Bill ‘will harm SA businesses’
‘More red tape for firms’
DRAFT law proposing that all businesses be licensed with municipalities will have a negative impact on business in South Africa, the SA Institute of Race Relations said yesterday.
The institute had made a submission to the Department of Trade and Industry that the draft Licensing of Businesses Bill would require “an army of bureaucrats to implement”, it said.
The bill was approved by the cabinet and published for public comment last month.
“Though exact numbers are hard to obtain, there are more than 1.3 million businesses that are already registered under the Companies Act of 2008,” the institute’s head of special research, Anthea Jeffery, said.
In addition, there were also around 3.8 million one-person enterprises, another 759 000 micro businesses employing one other person, and roughly 472 000 firms with two employees each.
“This suggests that at least 6.3 million businesses will have to apply for licences to continue operating.”
She said the department claimed the bill would not create any additional bureaucracy.
“If many more officials are not employed to issue licences, maintain registries, and write reports, the many other tasks already resting on often inept municipalities, (such as) the need to keep accurate financial records for one, are even more likely to remain undone,” Jeffery said.
“The bill will also add to the costs of the public service.
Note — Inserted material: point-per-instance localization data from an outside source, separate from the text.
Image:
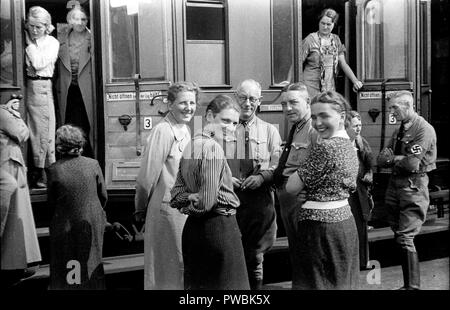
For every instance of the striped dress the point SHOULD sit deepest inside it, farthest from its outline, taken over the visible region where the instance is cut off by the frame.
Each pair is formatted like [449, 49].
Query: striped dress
[212, 248]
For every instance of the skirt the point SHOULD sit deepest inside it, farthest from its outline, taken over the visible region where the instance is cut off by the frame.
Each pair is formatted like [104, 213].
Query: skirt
[213, 254]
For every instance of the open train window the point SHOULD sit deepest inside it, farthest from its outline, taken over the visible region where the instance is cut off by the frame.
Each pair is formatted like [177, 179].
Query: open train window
[206, 43]
[138, 40]
[282, 41]
[385, 39]
[7, 59]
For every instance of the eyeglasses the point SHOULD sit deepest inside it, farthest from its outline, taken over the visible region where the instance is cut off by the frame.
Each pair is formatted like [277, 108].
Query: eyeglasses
[252, 99]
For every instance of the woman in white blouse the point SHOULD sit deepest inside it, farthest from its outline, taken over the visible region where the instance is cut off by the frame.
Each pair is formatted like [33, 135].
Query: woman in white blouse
[40, 56]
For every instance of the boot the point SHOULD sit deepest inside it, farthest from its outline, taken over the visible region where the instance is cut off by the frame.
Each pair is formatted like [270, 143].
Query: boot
[411, 270]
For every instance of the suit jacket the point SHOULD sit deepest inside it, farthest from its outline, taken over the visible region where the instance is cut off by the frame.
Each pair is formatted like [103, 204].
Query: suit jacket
[84, 76]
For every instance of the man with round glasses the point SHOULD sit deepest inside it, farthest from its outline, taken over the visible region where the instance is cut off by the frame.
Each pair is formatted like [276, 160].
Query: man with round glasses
[252, 162]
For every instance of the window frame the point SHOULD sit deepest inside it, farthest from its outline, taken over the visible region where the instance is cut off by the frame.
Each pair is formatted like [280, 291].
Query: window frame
[407, 51]
[168, 48]
[226, 42]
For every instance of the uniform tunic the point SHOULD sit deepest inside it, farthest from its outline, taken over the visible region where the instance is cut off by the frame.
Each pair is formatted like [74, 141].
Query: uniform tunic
[407, 196]
[257, 153]
[19, 244]
[40, 60]
[163, 259]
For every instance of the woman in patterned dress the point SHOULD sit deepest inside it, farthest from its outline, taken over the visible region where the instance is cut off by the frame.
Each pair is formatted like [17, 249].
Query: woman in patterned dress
[322, 52]
[212, 247]
[326, 231]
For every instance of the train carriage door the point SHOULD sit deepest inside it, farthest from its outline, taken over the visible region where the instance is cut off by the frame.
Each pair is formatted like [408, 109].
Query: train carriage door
[386, 58]
[137, 67]
[424, 61]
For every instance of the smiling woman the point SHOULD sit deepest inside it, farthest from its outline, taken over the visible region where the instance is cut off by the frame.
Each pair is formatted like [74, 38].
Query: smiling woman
[326, 228]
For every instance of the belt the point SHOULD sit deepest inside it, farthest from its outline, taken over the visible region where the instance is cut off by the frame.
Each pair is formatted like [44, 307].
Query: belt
[409, 174]
[37, 77]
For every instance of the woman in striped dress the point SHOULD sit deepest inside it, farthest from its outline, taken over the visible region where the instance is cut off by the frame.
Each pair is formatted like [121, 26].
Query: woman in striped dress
[212, 248]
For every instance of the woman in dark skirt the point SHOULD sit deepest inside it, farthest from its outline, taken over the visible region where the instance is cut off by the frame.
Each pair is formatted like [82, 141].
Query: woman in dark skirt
[326, 232]
[77, 192]
[212, 248]
[361, 200]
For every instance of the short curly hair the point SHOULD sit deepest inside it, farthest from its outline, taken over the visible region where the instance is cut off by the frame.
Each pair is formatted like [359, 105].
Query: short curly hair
[182, 86]
[41, 15]
[70, 140]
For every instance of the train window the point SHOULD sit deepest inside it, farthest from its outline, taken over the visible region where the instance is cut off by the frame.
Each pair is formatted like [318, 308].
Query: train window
[7, 60]
[282, 38]
[138, 40]
[205, 45]
[385, 39]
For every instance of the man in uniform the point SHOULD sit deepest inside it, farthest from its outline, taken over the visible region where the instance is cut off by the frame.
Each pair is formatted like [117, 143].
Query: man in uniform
[256, 154]
[411, 154]
[296, 108]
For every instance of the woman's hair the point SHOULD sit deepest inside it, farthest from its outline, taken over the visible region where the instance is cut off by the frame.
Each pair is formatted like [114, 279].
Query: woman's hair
[179, 87]
[331, 14]
[222, 102]
[42, 16]
[72, 12]
[70, 140]
[354, 114]
[337, 102]
[295, 86]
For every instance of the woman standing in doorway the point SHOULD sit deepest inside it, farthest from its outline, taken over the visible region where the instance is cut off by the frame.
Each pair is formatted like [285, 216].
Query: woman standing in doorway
[327, 238]
[322, 53]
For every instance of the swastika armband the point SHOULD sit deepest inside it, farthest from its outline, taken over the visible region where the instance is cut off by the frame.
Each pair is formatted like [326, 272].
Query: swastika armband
[416, 149]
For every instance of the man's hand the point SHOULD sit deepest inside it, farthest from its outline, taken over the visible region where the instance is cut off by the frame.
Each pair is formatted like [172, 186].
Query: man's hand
[236, 183]
[252, 182]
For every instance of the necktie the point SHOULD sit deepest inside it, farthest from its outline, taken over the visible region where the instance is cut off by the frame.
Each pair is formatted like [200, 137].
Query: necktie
[278, 173]
[398, 141]
[246, 164]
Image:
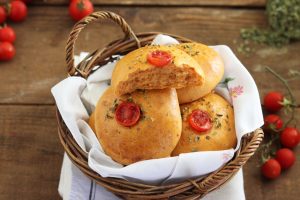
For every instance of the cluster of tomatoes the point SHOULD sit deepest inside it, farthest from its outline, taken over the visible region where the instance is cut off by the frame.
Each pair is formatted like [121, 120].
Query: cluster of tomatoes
[15, 11]
[78, 9]
[289, 137]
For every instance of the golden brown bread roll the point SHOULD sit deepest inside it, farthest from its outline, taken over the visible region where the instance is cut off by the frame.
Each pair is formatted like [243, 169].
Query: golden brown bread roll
[155, 133]
[212, 66]
[92, 122]
[220, 136]
[156, 67]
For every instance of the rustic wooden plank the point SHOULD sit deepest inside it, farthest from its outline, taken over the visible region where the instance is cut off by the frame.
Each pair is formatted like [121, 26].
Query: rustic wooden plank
[39, 62]
[31, 157]
[162, 2]
[30, 153]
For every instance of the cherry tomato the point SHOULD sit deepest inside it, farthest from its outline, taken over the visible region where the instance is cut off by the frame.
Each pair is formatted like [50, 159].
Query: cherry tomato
[271, 169]
[2, 15]
[7, 51]
[7, 34]
[285, 157]
[200, 121]
[79, 9]
[127, 114]
[272, 101]
[289, 137]
[159, 58]
[275, 120]
[18, 11]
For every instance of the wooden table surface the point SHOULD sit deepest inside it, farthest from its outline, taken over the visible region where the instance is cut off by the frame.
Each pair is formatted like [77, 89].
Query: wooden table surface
[30, 152]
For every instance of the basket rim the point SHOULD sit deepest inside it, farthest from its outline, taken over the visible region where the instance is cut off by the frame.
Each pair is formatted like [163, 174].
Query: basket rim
[188, 189]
Yet this has risen so fast in recent years that it is already crowding out essential infrastructure spending,” Jeffery said.
Announcing the cabinet’s approval of the bill last month, acting government spokeswoman Phumla Williams told a media briefing it would replace the 1991 Licensing of Businesses Act.
The new bill, once enacted, would provide a simple enabling framework for business licence application procedures by setting norms and standards, she said at the time.
The bill was subsequently published on March 18 by Trade and Industry Minister Rob Davies, allowing 30 days from that date for public comment.
According to the document, the draft legislation also aims to provide a framework for “support monitoring and standard-setting by national government in order to build local government into an efficient, front-line agency capable of integrating the activities of all spheres of government for the overall social and economic upliftment of communities”.
Trade and industry spokesman Sidwell Medupe was quoted last Wednesday as saying the registration fee for businesses “will be about R50”.